I am running into an issue that is affecting multiple MS120-48FP switches and I can't wrap my head around why it is happening.
Layout
I have a MS120-48FP (FW v12.28) switch connected to an MX65W (FW v15.42). The switch is trunk ported using SFP Copper modules on ports 51 & 52 which are connected to ports 3 & 4 on the MX65W. These are not aggregate ports because the MX65W doesn't support it and the switch is automatically blocking the connection on port 52 due to STP (Expected). I have 7 PoE phones with HP Thin Clients daisy-chained to them with roughly 25 clients actually connected to the MS. These devices are setup with 802.1x so we use a Multi-Domain access policy for the clients.
Issue
I installed the switch and everything was working great for about a month. I had to make a change in the configuration so I did and when the change was updated, I saw the switch jump up to 1000+ms, then drop pings for about 20 pings, then it would come back up and latency would go down. I made another change, just enabling a disabled port, and it did it again, but the interesting thing was that the switch lost connectivity via ICMP pings, but devices connected to the switch were still pinging. This time however, the change caused the switch to do a "soft reboot." the switch's fan will speed up, the switch would go to an orange LED, and PoE phones would loose power, but the switchports will still showing their status lights as active. When the switch came back up, it was still showing a extremely high latency and up to 70%-80% packet loss. This was like this until the switch was physically rebooted. I even went down to a single uplink on a integrated copper port (46), made a change, and it happened again!
Support Response
I was working with support and they deemed it a Power Supply failure because on the back end, the issue they were seeing was that the switch soft rebooted due to power failure. They issues an RMA and I though it was fine. however I received another switch, set it up, could make changes, and everything looked good. Until a week later when I tried to make another change (disabling unused ports) and the same thing happened again on the new switch! exact same thing. Support is claiming it is another Power supply issue, but I am starting to wonder if it is something else.
Has anyone else seen this before with switches?
Thanks!
I have not seen this myself, but it seems you can reproduce it. I would ask/demand the issue be escalated. Especially since you can easily reproduce the issue that is a perfectly reasonable request.
@KRobert I would also upgrade the firmware, we had issues with 12.28 (in stacks) and found 12.33 much better. We now run 14.x on all of our switches and it seems fine.
@KRobert does it still cause issues for devices connected to the switch, or just some timeouts in pings to the management IP?
This 100% sounds like normal spanning tree to me.
Change to having only a single connection to the MX65 and the issue should go away.

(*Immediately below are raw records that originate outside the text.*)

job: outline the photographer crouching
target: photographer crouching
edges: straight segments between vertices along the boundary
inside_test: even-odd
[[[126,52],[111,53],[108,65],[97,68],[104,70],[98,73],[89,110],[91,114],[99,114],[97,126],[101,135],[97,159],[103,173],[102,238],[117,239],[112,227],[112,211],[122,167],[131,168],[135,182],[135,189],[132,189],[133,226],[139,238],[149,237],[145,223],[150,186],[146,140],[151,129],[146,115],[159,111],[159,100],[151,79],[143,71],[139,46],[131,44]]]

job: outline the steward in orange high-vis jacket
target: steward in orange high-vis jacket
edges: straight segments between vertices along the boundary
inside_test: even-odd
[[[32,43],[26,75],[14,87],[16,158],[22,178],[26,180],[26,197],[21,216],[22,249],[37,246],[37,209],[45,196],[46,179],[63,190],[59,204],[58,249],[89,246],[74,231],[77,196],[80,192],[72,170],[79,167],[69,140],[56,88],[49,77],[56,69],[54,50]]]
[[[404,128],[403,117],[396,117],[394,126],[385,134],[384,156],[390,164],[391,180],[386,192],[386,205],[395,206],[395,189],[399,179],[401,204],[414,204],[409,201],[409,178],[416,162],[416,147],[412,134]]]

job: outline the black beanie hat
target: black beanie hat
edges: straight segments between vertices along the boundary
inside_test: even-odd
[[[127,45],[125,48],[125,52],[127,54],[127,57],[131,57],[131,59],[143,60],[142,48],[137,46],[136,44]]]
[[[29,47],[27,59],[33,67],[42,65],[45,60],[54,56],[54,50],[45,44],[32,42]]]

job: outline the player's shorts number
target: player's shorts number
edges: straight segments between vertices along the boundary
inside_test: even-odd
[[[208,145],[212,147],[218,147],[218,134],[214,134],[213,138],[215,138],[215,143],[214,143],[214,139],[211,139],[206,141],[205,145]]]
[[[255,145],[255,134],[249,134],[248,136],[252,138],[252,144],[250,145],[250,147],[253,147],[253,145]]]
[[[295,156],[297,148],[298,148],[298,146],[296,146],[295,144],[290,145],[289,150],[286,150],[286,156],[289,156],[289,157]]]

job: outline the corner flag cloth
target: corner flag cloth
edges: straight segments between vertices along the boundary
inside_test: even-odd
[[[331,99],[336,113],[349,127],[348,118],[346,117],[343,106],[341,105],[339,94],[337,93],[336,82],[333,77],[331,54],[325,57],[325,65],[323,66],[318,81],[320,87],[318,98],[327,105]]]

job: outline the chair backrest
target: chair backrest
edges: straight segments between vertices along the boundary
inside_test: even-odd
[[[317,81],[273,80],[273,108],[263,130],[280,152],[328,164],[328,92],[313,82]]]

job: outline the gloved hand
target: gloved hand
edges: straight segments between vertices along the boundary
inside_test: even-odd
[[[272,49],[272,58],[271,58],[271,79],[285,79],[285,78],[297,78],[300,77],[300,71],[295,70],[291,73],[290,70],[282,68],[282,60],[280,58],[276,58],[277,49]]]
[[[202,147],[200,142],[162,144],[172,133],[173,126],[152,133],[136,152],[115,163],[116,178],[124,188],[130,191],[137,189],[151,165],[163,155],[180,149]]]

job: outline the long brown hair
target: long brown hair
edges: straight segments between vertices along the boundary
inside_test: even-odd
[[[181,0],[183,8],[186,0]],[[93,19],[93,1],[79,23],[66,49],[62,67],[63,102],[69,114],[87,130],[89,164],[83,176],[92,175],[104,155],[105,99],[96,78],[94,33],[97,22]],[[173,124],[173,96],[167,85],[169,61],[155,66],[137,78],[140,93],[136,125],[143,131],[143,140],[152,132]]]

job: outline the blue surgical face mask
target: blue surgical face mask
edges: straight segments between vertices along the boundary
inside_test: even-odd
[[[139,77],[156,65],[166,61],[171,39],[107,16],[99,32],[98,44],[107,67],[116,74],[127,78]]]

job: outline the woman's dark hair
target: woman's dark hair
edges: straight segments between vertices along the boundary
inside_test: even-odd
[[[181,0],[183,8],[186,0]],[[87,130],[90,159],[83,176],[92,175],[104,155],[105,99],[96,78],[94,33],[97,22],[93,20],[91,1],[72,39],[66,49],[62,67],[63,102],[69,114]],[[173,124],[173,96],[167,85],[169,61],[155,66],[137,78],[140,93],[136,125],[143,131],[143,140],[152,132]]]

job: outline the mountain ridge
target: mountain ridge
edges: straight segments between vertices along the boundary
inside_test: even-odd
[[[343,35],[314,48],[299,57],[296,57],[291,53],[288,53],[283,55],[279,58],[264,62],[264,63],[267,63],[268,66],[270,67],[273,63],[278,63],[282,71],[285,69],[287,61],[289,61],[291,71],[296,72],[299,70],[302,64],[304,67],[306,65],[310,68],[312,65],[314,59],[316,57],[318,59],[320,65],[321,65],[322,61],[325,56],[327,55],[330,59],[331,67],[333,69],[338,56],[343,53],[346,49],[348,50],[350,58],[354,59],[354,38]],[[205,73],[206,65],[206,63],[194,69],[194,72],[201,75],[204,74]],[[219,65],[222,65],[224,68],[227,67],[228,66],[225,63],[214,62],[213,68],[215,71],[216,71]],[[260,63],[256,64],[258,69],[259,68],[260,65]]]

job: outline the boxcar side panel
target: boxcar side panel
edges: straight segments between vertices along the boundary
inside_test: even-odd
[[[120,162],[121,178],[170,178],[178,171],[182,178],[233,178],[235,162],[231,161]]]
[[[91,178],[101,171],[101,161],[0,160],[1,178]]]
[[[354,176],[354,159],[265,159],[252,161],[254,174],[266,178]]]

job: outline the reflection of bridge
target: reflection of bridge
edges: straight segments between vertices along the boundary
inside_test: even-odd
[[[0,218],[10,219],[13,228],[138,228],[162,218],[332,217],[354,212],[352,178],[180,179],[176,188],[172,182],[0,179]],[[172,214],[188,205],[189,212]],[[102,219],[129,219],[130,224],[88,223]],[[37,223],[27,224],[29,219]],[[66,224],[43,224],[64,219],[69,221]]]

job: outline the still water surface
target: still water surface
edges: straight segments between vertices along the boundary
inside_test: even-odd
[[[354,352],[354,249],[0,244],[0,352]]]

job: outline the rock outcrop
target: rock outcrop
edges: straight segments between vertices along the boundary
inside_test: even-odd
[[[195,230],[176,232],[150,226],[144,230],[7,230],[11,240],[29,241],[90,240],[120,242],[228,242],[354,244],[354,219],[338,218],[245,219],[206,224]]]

Thanks @KRobert great update. We do have some MS120s but have only used them in areas like an AV closet etc. as we always go with redundant power for anything critical (therefore needing an MS210 at minimum). I guess that's why we didn't see these issues.
My bet is that the CPU/RAM in the MS12x switches is not as highly specified as the MS2xx+ switches, but I'd have thought that the developers can do something with process scheduling to avoid the spikes that cause the issues.